Denunciations of today’s court rulings striking down marriage equality bans in Indiana and Utah are beginning to trickle in from anti-gay activists, with the two cases representing additional defeats for an already struggling movement.
Tony Perkins of the Family Research Council — ignoring the fact that one of the Tenth Circuit Court judges who ruled in favor of marriage equality was recommended by Sen. Jim Inhofe and appointed by George W. Bush — blamed the rulings on the Obama administration and leftists who have been “packing the federal courts with liberal jurists” in order to realize “a radical social agenda.”
Perkins also said that he will represent the “indignant Americans who are tired of seeing the foundations of a free and just society destroyed by a handful of black-robed tyrants.”
While disturbing, today’s rulings come as no surprise given the rising disdain for the rule of law promoted by the Obama administration. These latest rulings are not just about redefining marriage but they are a further attempt by the courts to untether our public policies from the democratic process, as well as the anthropological record.
While judges can, by judicial fiat, declare same-sex ‘marriage’ legal, they will never be able to make it right. The courts, for all their power, can’t overturn natural law. What they can do is incite a movement of indignant Americans, who are tired of seeing the foundations of a free and just society destroyed by a handful of black-robed tyrants. The Left has long believed packing the federal courts with liberal jurists is the means of fulfilling a radical social agenda, as the American people refuse to endorse that agenda at the polls or through their elected representatives.
As we saw with Roe v. Wade in 1973 – despite the Left’s earnest hopes, the courts do not have the final say. The American people will have the final word as they experience the consequences of marriage redefinition and the ways in which it fundamentally alters America’s moral, cultural and political landscape.
Jeff Allen, an Indiana-based pastor and senior editor of BarbWire, called for “elected leaders and Christians [to] defiantly rise up and engage in civil disobedience” to stop this “national tragedy” and “the death of democracy.”
“Each victory for the homosexual activists represents another nail in America’s coffin,” he wrote, adding that “these decisions require that reason be jettisoned in favor of unrestrained deviancy.”
Federal courts in Indiana and Utah on Wednesday blatantly overthrew the will of the people and subversively imposed same-sex “marriage” on the citizens of both states. The judicial oligarchy (tyranny of the few) continues flexing the muscle of its apparently unchecked power. The death of democracy is undeniably upon us. Each victory for the homosexual activists represents another nail in America’s coffin.
According to WLFI.com, a ruling from an elitist U.S. District Judge in Indiana wrongly declared that the prohibition was unconstitutional because it violated guarantees of equal protection and due process.
Separately, a rogue appeals court ruled 2-1 that Utah’s traditional marriage amendment was unconstitutional as well, saying that the gender of the two persons cannot be considered as a reason to deny a marriage license.
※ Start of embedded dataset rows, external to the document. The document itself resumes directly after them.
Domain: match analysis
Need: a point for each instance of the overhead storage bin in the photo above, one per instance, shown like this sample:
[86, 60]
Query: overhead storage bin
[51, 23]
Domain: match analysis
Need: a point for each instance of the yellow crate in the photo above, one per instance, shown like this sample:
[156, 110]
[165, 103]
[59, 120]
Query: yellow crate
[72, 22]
And that’s just it — these decisions require that reason be jettisoned in favor of unrestrained deviancy.
The light of morality and freedom is being brutishly snuffed out right before our very eyes. It’s a national tragedy unfolding at an accelerating pace.
And this is not a good harbinger of things to come — unless our elected leaders and Christians defiantly rise up and engage in civil disobedience.
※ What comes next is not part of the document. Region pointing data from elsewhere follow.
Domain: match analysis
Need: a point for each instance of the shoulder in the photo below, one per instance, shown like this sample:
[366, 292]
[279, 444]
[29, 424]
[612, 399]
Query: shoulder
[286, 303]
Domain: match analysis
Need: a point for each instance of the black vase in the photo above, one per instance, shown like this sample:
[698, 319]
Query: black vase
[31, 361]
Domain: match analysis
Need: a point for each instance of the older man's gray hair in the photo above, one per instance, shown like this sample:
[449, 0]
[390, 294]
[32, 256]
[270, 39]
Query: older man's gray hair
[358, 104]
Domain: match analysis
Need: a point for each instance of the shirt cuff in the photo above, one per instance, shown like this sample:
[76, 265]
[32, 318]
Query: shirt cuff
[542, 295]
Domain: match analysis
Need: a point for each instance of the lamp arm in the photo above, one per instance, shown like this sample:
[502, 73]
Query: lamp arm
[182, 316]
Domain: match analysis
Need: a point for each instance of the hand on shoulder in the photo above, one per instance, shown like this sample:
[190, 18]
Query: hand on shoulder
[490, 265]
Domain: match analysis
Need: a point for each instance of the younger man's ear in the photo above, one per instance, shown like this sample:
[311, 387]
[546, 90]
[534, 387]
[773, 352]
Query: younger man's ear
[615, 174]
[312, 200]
National Organization for Marriage’s Brian Brown unsurprisingly accused the judges of “activism” and “sophistry.”
Today’s split decision of a panel of judges in the 10th Circuit is not surprising given that this Circuit refused to even order a stay of the district court decision when it came down during the Christmas holidays. While we strongly disagree with the two judges in the majority, we are encouraged by the strong defense of marriage articulated by Justice Paul Kelly in his dissent, and especially his defense of the sovereign right of the people of Utah to decide this issue for themselves. This principled recognition by a federal judge considering the marriage issue underscores that the people of a state are entitled to respect and deference in their desire to promote marriage as the union of one man and one woman. Indeed, the US Supreme Court decided in the Windsor case that the federal government must respect the right of states to define marriage. The majority in the Utah case engage in sophistry to attempt to argue their way around the Supreme Court’s ruling that it is up to the states to define marriage. As Justice Kelly noted in his dissent, ‘If the States are the laboratories of democracy, requiring every state to recognize same-gender unions—contrary to the views of its electorate and representatives—turns the notion of a limited national government on its head.’
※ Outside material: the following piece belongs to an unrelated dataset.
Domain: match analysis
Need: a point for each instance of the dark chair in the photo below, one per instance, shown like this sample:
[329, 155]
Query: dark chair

The elected representatives of the people of Indiana have decided, for good and proper reasons, to define marriage as the union of one man and one woman. It is judicial activism for a single judge to substitute his own views on marriage for the considered opinion of the people’s representatives. This is just the latest example of activism from the federal bench, but we fully expect this decision to eventually be reversed when the US Supreme Court upholds the right of states to define marriage as a man and a woman. In the meantime, it is imperative that the state legislature move forward a state constitutional amendment preserving marriage so that the people always remain in control of the definition of marriage in Indiana.